The majority of participants, 70 percent, believed that cannabis should be considered an herbal medicine, that natural products were better than “chemicals” and that the benefits of cannabis outweighed the risks. Additionally, 49% of cannabis users said they believe medical cannabis can be used to treat cancer itself.

While acknowledging that cannabis can provide relief for breast cancer patients, Weiss is concerned that patients will see their doctors.

“Some of these products can interact with the treatments they are taking, and there is a safety concern,” she said. “We want to make sure they get relief from their symptoms without interfering with treatment.”

One concern, Weiss said, is that the liver is involved in the metabolism of many treatments as well as cannabis. “We don’t want to overload the liver,” she said.

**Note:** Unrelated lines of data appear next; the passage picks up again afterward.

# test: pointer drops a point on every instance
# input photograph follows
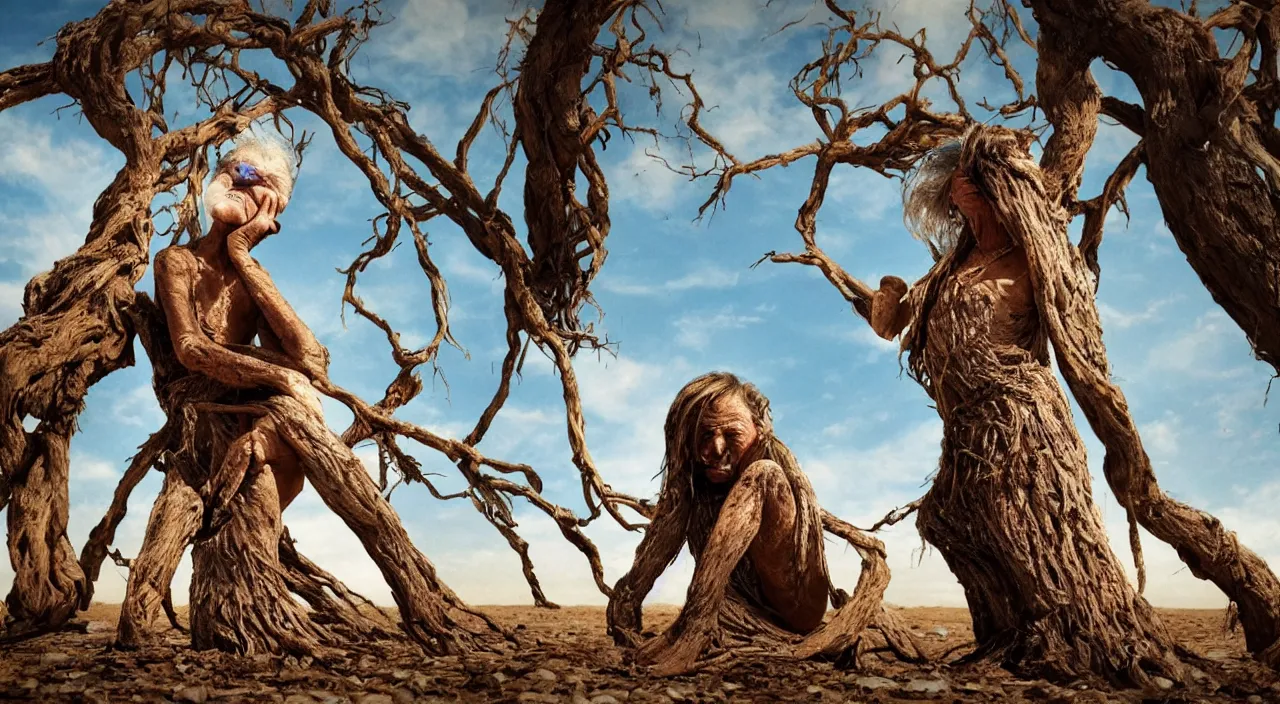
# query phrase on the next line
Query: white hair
(927, 209)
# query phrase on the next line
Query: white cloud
(10, 302)
(1196, 352)
(448, 37)
(67, 174)
(644, 181)
(1118, 319)
(695, 330)
(708, 277)
(138, 407)
(87, 467)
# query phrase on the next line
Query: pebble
(874, 682)
(196, 695)
(927, 686)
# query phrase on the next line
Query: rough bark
(73, 329)
(1208, 142)
(174, 520)
(48, 580)
(240, 593)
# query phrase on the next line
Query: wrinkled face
(236, 192)
(726, 434)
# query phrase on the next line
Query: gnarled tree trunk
(1210, 146)
(174, 519)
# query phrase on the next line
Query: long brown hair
(688, 492)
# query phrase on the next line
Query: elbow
(191, 351)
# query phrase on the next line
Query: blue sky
(680, 298)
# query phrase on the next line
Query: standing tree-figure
(1010, 507)
(1013, 476)
(734, 492)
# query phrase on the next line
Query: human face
(236, 193)
(726, 433)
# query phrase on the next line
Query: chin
(229, 214)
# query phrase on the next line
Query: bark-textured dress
(1010, 507)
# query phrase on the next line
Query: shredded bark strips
(727, 613)
(558, 77)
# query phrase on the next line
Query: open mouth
(720, 472)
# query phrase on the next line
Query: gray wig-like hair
(927, 209)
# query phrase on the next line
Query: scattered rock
(54, 658)
(927, 686)
(196, 695)
(874, 682)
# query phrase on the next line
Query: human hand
(250, 234)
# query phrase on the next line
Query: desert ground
(565, 656)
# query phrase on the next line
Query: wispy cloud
(709, 277)
(698, 329)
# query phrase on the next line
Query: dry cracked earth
(567, 658)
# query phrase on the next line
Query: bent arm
(658, 549)
(282, 323)
(176, 275)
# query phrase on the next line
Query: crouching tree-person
(252, 430)
(737, 496)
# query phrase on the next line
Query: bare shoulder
(176, 259)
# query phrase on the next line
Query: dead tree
(1128, 643)
(81, 318)
(1207, 123)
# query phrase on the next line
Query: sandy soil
(566, 657)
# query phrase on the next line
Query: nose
(718, 446)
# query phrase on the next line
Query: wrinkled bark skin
(240, 594)
(74, 329)
(174, 520)
(1203, 147)
(48, 580)
(1205, 142)
(760, 581)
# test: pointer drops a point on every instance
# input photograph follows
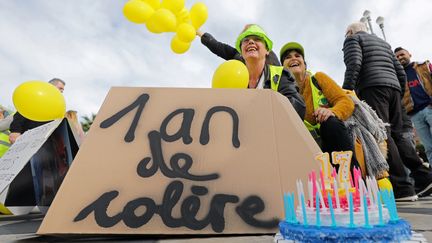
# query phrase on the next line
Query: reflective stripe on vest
(275, 76)
(4, 142)
(318, 99)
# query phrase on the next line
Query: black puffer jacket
(370, 62)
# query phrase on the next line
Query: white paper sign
(14, 160)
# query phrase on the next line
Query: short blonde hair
(356, 27)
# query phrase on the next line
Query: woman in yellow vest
(327, 105)
(254, 48)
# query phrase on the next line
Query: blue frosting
(393, 231)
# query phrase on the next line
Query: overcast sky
(90, 45)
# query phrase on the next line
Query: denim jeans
(422, 121)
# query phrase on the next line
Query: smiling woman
(327, 105)
(254, 46)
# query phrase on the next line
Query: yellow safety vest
(318, 100)
(275, 76)
(4, 142)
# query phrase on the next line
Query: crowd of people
(395, 93)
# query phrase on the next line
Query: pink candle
(322, 181)
(335, 188)
(314, 185)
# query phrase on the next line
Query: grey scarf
(365, 125)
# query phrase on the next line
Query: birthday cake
(340, 209)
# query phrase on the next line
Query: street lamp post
(366, 14)
(380, 22)
(364, 21)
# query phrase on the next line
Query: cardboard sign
(32, 170)
(184, 161)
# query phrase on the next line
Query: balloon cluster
(168, 16)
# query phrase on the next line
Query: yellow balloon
(39, 101)
(155, 4)
(163, 20)
(231, 74)
(153, 26)
(183, 16)
(173, 5)
(186, 32)
(198, 14)
(137, 11)
(178, 46)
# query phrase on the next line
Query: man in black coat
(373, 71)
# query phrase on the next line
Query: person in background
(75, 126)
(5, 121)
(417, 98)
(373, 71)
(228, 52)
(20, 124)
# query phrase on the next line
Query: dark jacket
(21, 124)
(424, 74)
(228, 52)
(370, 62)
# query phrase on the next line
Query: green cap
(288, 47)
(254, 30)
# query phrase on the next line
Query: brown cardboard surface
(275, 150)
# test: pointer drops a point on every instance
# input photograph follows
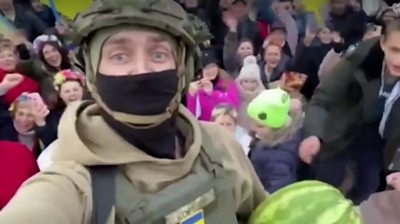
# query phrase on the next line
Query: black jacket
(348, 99)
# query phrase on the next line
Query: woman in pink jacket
(215, 87)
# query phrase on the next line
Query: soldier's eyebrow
(157, 39)
(117, 41)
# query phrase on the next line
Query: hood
(368, 56)
(285, 135)
(85, 138)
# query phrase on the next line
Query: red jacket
(27, 85)
(17, 164)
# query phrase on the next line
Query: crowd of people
(305, 101)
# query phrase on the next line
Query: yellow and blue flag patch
(195, 218)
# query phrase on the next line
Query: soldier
(136, 155)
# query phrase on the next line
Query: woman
(54, 56)
(234, 53)
(13, 83)
(70, 86)
(273, 65)
(27, 124)
(215, 87)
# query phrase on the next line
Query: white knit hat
(250, 70)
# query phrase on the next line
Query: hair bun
(250, 60)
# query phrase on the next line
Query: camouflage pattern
(165, 15)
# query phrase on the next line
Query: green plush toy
(270, 108)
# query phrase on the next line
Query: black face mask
(338, 47)
(144, 94)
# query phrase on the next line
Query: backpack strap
(209, 154)
(103, 192)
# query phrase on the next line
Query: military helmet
(164, 15)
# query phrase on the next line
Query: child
(215, 87)
(250, 85)
(277, 138)
(226, 116)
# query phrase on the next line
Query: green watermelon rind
(274, 209)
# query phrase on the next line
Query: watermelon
(306, 202)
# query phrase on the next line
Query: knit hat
(250, 70)
(270, 108)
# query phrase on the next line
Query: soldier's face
(136, 52)
(391, 47)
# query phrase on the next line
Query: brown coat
(62, 194)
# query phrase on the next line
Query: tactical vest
(205, 195)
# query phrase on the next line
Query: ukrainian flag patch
(195, 218)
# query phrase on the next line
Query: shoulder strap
(103, 192)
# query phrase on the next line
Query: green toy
(270, 108)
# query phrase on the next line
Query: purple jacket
(209, 101)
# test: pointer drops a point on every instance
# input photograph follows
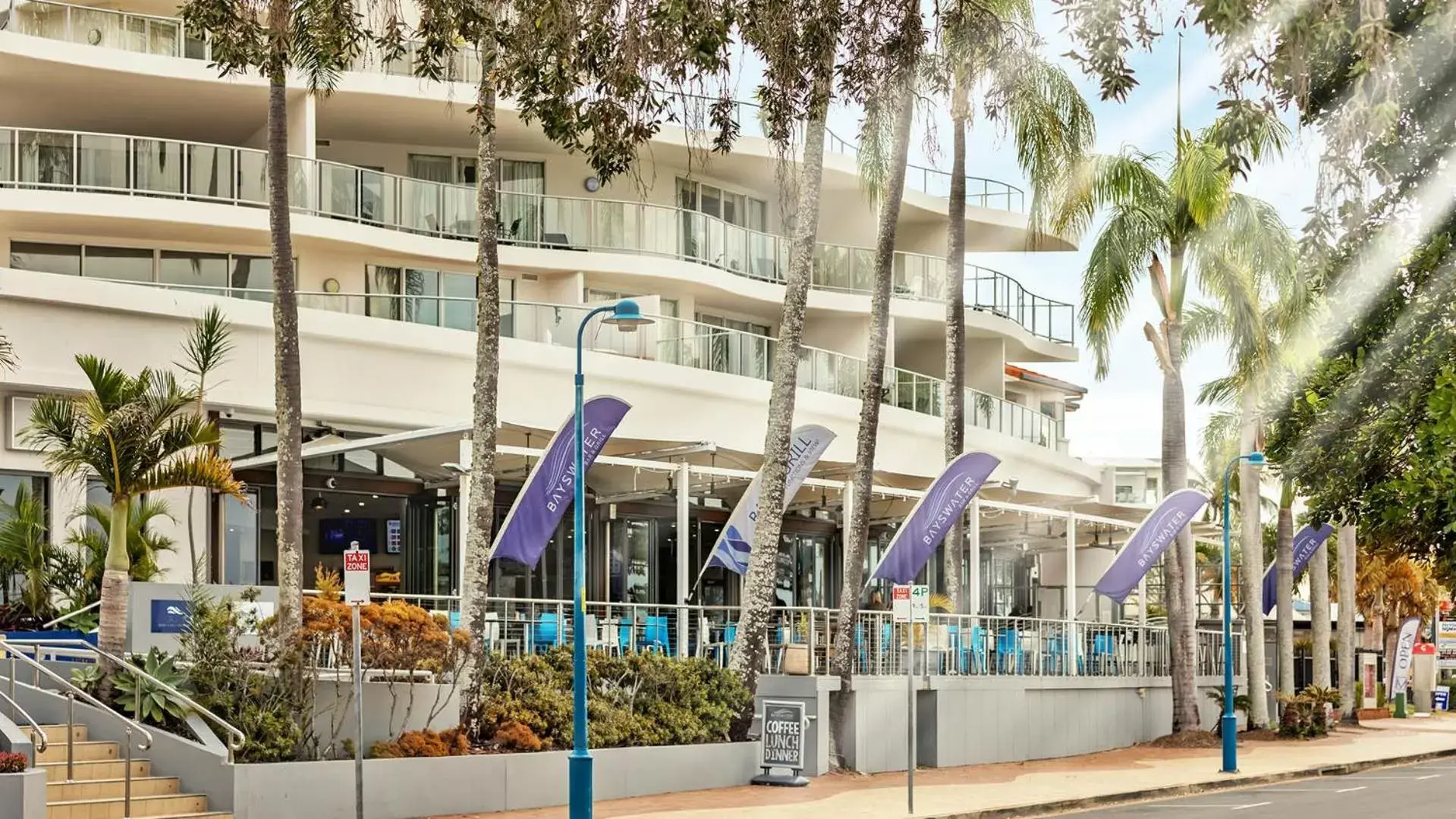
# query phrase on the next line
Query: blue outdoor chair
(546, 632)
(656, 636)
(1008, 652)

It is also not currently known how cannabis interacts with treatments, she added.

The new study is “very interesting,” said Dr. Stephanie Bernik, chief of breast surgery at Mount Sinai West in New York City. “Our patients have been using cancer marijuana for years and years,” she added. “So we knew it helped with the symptoms.”

The new report shows that “few patients talk to their doctor about it,” Bernik said. And that means doctors can’t take cannabis into account when deciding on doses of anti-cancer drugs, she added.

“It can alter the metabolism of these drugs when the chemotherapy dosage is really important,” Bernik said.

More research is needed on cannabis use during cancer treatments to determine interactions and dosage, Bernik said.

“It also underlines the importance for patients to be open with their doctors,” Bernik said. “And doctors need to ask questions specifically about it. They probably need to strike up a conversation.